Post by Art » 20 Oct 2019 16:56

Typhoon_MkII wrote:
19 Oct 2019 13:38
Yes, that's a non-negligible thing to take into account, especially since the young 1920-1923 classes that formed the main part of the troops captured in 1941
Honestly speaking I don't see what it should be so.
Of particular interest would be the eye witness accounts of the residents of Berlin, who spotted very young soldiers in the Soviet ranks or information from Fremde Heere Ost on POWs.
There are recorded cases of "foster soldiers" i.e. orphan kids adopted by military units.
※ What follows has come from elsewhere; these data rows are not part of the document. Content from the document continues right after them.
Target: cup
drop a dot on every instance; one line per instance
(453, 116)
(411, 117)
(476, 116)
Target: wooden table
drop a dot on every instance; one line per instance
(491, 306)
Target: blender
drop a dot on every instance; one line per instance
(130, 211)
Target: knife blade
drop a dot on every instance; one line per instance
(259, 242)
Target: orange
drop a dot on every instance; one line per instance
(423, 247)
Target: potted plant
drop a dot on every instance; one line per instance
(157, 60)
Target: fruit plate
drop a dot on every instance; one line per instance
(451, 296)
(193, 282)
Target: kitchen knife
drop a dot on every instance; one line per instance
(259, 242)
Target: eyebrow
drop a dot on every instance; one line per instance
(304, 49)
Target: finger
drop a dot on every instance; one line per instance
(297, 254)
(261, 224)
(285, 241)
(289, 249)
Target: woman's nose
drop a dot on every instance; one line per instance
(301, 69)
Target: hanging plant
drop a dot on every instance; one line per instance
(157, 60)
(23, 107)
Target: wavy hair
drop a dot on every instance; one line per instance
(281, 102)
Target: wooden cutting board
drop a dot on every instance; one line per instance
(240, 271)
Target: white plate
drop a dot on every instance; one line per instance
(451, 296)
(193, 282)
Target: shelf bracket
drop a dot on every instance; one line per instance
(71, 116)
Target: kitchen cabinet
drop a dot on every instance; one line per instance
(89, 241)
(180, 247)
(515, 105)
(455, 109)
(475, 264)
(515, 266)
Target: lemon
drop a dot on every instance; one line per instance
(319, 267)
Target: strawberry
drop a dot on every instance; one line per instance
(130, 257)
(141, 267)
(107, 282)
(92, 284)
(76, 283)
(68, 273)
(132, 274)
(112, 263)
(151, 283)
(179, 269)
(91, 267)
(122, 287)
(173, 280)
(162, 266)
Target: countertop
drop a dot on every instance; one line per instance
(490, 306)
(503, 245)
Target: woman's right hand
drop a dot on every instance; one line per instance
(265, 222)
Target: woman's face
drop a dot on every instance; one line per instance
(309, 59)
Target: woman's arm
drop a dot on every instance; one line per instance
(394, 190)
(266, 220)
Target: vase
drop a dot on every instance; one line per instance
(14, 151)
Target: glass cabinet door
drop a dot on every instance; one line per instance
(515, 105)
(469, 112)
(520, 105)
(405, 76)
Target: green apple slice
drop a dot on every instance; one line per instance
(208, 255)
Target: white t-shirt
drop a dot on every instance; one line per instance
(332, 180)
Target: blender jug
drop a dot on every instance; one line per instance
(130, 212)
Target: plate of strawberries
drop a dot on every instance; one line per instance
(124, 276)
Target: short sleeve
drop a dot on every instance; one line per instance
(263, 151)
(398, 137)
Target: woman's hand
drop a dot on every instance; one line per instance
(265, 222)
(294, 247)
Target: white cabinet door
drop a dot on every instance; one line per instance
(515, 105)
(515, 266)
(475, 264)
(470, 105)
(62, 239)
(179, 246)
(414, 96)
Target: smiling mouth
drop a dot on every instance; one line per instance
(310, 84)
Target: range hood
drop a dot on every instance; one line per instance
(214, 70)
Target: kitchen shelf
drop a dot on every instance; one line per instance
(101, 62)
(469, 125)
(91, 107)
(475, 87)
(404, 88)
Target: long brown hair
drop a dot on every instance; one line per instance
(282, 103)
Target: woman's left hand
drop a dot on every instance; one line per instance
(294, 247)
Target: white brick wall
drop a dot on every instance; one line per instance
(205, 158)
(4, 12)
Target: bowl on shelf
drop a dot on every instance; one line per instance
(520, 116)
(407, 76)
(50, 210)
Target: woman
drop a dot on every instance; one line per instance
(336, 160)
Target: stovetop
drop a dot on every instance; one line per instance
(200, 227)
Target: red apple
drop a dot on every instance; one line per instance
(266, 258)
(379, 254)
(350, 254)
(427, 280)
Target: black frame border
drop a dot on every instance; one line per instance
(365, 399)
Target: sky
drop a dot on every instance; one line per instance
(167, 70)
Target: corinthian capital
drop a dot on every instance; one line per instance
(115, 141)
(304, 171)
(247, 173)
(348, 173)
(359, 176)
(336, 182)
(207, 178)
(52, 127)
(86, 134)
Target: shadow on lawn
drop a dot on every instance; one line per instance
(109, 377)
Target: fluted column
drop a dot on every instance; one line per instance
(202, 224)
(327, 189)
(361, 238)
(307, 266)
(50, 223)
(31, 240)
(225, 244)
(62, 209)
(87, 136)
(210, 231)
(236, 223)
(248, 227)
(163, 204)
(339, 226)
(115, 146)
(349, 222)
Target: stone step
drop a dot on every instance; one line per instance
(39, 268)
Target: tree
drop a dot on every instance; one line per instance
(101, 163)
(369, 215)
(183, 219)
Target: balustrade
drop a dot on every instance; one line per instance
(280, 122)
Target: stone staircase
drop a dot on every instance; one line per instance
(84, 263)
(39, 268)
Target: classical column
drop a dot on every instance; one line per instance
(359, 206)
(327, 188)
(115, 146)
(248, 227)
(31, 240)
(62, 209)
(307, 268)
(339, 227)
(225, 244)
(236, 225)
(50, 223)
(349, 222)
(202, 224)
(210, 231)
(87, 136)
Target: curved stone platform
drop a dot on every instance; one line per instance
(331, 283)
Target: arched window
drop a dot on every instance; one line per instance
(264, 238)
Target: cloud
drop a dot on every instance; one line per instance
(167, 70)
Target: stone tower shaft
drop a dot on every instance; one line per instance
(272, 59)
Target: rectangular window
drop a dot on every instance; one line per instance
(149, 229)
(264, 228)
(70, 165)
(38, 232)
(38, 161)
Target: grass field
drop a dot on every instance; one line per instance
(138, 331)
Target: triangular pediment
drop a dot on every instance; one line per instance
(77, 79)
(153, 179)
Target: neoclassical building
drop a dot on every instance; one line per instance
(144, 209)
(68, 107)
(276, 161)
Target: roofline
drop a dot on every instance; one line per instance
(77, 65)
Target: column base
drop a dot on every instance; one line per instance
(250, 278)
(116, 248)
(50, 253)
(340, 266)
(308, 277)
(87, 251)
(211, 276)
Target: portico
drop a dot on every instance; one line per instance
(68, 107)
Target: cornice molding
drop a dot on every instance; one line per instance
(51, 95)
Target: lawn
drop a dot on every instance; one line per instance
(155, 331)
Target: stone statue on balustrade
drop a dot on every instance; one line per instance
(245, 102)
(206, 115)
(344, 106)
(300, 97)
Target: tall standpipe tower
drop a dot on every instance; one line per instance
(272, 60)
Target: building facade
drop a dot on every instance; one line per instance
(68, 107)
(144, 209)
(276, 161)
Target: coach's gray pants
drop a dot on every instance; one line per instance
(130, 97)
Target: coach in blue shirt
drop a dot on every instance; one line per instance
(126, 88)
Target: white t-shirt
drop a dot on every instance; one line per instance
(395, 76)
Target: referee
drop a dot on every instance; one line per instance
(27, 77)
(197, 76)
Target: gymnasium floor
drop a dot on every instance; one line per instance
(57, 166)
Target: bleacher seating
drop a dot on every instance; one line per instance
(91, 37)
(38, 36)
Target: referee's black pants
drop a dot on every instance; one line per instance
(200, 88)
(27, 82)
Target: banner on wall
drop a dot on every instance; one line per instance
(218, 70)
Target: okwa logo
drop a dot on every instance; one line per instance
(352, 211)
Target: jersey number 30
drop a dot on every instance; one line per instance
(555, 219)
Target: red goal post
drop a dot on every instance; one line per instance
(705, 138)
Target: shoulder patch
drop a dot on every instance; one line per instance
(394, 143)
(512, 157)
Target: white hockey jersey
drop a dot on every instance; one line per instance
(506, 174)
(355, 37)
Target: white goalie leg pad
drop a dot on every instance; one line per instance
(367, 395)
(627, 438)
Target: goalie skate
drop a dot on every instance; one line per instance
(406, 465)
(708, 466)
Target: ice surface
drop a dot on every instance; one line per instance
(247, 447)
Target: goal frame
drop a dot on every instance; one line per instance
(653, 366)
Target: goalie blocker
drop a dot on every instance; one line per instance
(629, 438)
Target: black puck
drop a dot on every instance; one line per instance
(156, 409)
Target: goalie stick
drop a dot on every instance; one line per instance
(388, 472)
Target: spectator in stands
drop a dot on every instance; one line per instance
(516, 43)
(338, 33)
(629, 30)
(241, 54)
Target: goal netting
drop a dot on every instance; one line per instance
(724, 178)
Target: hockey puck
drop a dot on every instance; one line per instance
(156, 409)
However, they were relatively rare and not much significant statistically. An Illustration from records of personnel passing through Soviet transfer centers and replacement units in 1944 (processing of records at https://obd-memorial.ru/html/advanced-search.htm). Total 3 729 thousand men whose age was recorded, including:
born in 1933 - 6
1932 - 32
1931 - 73
1930 - 160
1929 - 577
1928 - 1258
1927 - 111 005
1926 - 367 403
1925 - 331 481
1924 - 230 788
etc etc. Which includes some number of number of typos and mistakes made by clerks. As already said the class of 1927 was the last which was officially called during the war (starting from end of 1944).